Höhere Vitamin-D-Spiegel werden mit besseren Ergebnissen bei Lungenfunktionstests in Verbindung gebracht, so Mikolai. Aber bedeutet das, dass Nahrungsergänzungsmittel bei der Behandlung von COPD helfen können? Das wissen wir noch nicht, sagt Hatipoglu.

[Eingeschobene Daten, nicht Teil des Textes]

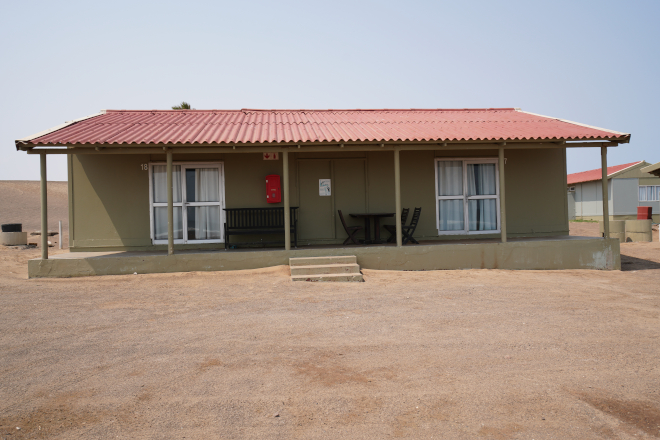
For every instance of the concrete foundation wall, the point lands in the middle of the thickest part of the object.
(109, 194)
(533, 254)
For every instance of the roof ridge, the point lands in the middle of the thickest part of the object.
(317, 110)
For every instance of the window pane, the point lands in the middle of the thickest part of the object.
(481, 179)
(450, 178)
(451, 215)
(202, 185)
(160, 223)
(482, 214)
(203, 223)
(160, 183)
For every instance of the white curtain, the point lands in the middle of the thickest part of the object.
(481, 179)
(450, 178)
(451, 215)
(482, 214)
(450, 183)
(207, 218)
(160, 183)
(160, 223)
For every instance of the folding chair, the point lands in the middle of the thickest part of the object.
(409, 230)
(392, 228)
(350, 230)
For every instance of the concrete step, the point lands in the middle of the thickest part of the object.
(329, 277)
(315, 261)
(322, 269)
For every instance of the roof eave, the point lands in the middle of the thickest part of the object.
(26, 140)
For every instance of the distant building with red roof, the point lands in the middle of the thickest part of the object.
(628, 187)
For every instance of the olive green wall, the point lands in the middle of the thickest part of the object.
(109, 200)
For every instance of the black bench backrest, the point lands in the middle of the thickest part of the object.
(257, 218)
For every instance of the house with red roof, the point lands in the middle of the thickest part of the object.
(628, 186)
(405, 189)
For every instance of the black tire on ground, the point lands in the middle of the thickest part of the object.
(12, 227)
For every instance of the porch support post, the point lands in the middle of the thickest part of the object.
(502, 196)
(44, 209)
(287, 210)
(170, 206)
(606, 210)
(397, 197)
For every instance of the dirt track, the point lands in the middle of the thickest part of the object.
(442, 354)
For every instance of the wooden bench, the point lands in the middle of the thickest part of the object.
(253, 221)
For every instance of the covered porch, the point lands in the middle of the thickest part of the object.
(549, 253)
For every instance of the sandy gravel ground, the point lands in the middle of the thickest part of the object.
(20, 202)
(441, 354)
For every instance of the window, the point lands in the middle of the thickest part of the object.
(649, 193)
(468, 196)
(198, 195)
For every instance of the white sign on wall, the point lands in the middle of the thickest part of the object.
(324, 187)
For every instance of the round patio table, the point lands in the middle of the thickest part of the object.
(376, 216)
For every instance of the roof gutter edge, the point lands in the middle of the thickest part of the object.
(27, 139)
(576, 123)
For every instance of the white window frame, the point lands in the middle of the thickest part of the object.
(465, 197)
(183, 204)
(656, 193)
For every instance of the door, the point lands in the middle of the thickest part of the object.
(318, 219)
(315, 220)
(350, 193)
(203, 203)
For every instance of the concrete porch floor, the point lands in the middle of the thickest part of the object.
(544, 253)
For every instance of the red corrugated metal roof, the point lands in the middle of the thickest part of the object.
(591, 175)
(200, 127)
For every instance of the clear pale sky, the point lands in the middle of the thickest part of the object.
(595, 62)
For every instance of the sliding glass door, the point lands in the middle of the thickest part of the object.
(198, 201)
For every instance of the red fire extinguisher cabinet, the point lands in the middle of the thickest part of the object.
(273, 190)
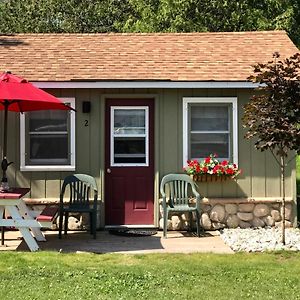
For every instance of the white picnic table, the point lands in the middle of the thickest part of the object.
(21, 217)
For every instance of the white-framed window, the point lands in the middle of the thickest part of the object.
(129, 136)
(210, 126)
(47, 139)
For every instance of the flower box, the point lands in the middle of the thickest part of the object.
(210, 178)
(211, 169)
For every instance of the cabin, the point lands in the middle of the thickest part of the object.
(145, 104)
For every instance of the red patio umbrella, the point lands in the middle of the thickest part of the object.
(18, 95)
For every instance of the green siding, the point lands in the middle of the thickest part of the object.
(260, 177)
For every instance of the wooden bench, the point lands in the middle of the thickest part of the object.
(46, 217)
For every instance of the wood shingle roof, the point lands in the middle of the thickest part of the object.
(142, 57)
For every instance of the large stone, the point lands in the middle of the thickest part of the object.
(288, 211)
(206, 208)
(261, 210)
(176, 223)
(161, 224)
(245, 216)
(276, 205)
(288, 224)
(218, 225)
(257, 222)
(231, 209)
(275, 214)
(217, 213)
(205, 221)
(244, 225)
(269, 221)
(246, 207)
(232, 221)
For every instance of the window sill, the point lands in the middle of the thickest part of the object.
(47, 168)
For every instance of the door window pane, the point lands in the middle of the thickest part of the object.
(129, 136)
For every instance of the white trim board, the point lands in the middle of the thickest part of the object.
(230, 100)
(146, 135)
(145, 84)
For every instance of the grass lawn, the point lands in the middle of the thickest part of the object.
(48, 275)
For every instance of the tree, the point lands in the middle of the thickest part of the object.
(57, 16)
(212, 15)
(272, 116)
(79, 16)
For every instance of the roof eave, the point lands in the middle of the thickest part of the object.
(90, 84)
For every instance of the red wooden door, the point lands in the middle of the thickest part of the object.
(129, 163)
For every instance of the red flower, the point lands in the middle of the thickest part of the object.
(207, 160)
(224, 163)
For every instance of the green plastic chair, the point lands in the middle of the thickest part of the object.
(175, 190)
(80, 187)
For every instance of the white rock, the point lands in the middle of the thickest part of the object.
(269, 221)
(245, 216)
(243, 224)
(231, 208)
(206, 207)
(261, 210)
(218, 225)
(261, 239)
(275, 214)
(257, 222)
(232, 221)
(246, 207)
(217, 213)
(276, 205)
(205, 221)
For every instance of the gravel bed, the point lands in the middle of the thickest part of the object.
(261, 239)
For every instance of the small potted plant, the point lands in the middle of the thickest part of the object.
(211, 169)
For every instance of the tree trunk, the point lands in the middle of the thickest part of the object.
(282, 173)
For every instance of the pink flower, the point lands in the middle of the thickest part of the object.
(224, 163)
(207, 160)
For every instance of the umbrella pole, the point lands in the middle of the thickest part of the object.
(4, 179)
(4, 160)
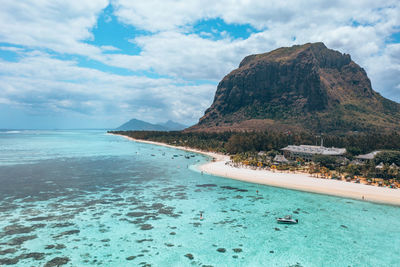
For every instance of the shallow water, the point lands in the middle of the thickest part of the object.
(85, 198)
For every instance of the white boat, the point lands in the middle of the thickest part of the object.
(287, 219)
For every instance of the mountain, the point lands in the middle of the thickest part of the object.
(304, 87)
(138, 125)
(173, 126)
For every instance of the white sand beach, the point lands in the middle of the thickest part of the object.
(296, 181)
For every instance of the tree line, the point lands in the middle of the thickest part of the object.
(241, 142)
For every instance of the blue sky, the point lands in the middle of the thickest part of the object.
(97, 64)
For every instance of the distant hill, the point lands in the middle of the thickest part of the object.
(173, 126)
(305, 88)
(139, 125)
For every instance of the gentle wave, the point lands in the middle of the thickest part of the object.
(8, 132)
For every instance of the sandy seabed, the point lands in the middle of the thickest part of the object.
(296, 181)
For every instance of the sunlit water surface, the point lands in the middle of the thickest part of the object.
(85, 198)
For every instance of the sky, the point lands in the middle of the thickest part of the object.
(99, 63)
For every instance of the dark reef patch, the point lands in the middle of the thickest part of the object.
(70, 232)
(61, 225)
(20, 240)
(15, 229)
(206, 185)
(146, 227)
(8, 251)
(57, 261)
(189, 256)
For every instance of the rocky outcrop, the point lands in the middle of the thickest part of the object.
(308, 87)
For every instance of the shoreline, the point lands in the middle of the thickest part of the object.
(298, 181)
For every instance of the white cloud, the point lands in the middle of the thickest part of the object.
(59, 26)
(41, 84)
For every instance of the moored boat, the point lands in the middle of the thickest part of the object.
(287, 219)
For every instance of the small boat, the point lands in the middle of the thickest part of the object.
(287, 219)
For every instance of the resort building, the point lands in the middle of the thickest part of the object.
(280, 159)
(307, 152)
(368, 156)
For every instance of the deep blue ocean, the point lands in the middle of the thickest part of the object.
(86, 198)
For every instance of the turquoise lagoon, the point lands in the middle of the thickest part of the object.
(85, 198)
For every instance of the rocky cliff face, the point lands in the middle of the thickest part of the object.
(307, 87)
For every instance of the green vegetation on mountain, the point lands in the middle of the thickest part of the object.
(300, 88)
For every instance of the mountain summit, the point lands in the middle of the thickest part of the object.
(304, 87)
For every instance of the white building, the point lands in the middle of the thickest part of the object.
(368, 156)
(307, 152)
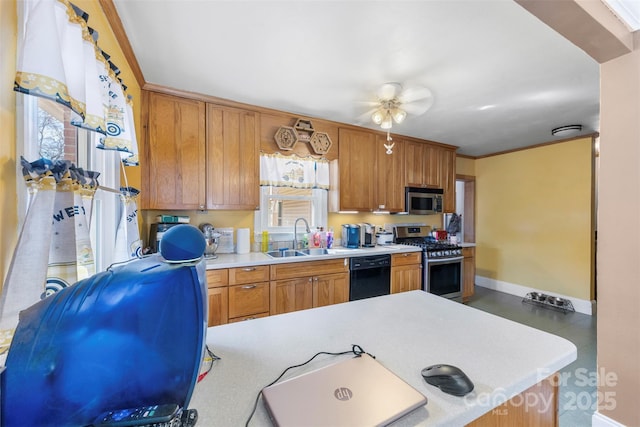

In einer Studie aus dem Jahr 2012 zeigte sich, dass hohe Dosen von Vitamin D bei den meisten COPD-Patienten die Zahl der Krankheitsschübe nicht verringerten. Die einzigen, die davon profitierten, waren diejenigen, die extrem niedrige Vitamin-D-Werte aufwiesen. Die Studie war jedoch klein, so dass sie nicht als endgültig anzusehen ist.
Hatipoglu überprüft den Vitamin-D-Spiegel seiner Patienten alle ein bis drei Monate und empfiehlt Ergänzungsmittel, wenn der Vitamin-D-Spiegel unter dem Normalwert liegt.
Ginseng
Ginseng ist ein Kraut, das seit langem in der chinesischen Medizin verwendet wird und sich bei der Behandlung von COPD-Symptomen als vielversprechend erwiesen hat. Studien, die seine Vorteile anpreisen, sind jedoch fragwürdig, sagt Hatipoglu.
"Es gibt zehn oder zwölf solcher Studien, deren Qualität sehr schlecht ist", sagt er. "Es mag einen Nutzen haben, aber ich verwende es nicht für meine Patienten. Dafür sind wirklich qualitativ hochwertige Studien erforderlich, aber ich bleibe neugierig."
Mikolai sagt, dass Ginseng die Lungenfunktion verbessern kann. Er betont jedoch, dass Ginseng nur nach Rücksprache mit einem Arzt oder einer anderen medizinischen Fachkraft eingenommen werden sollte, da es zu Wechselwirkungen mit verschiedenen Medikamenten kommt, darunter Blutverdünner, Stimulanzien, Diuretika, einige Antidepressiva und Medikamente, die das Immunsystem unterdrücken.
"Sie und Ihr Arzt müssen entscheiden, ob die Vorteile die Risiken überwiegen", sagt Mikolai. Er weist auch darauf hin, dass die meisten Ginseng-Studien nicht länger als drei Monate dauerten.
"Wir wissen nichts über seine langfristige Sicherheit", sagt er.
Sicherheit geht vor
Besprechen Sie die Einnahme von Nahrungsergänzungsmitteln unbedingt mit Ihrem Arzt oder einer anderen medizinischen Fachkraft, damit diese auf eventuelle Neben- oder Wechselwirkungen mit Ihren Medikamenten achten kann.
"Viele Menschen haben die falsche Vorstellung, dass Naturmedizin harmlos ist", sagt Mikolai, "aber wenn sie helfen kann, kann sie auch schaden."
Es ist auch wichtig, mit jemandem zusammenzuarbeiten, der sich mit komplementären und alternativen Behandlungsmethoden auskennt, sagt MacKay.
"Der Unterschied besteht darin, mit einer qualifizierten Person zu arbeiten und nicht einfach in ein Reformhaus zu gehen", sagt er. "Die Art des Arztes, der über das richtige Wissen verfügt, kann einen immensen Einfluss haben".
Er rät, sich einen Arzt zu suchen, der "ganzheitlich denkt" und Lebensstiländerungen, Ernährung und andere geeignete Maßnahmen in den Behandlungsplan einbezieht.
"Nicht zulassen, dass die Krankheit fortschreitet - das ist das A und O", sagt MacKay.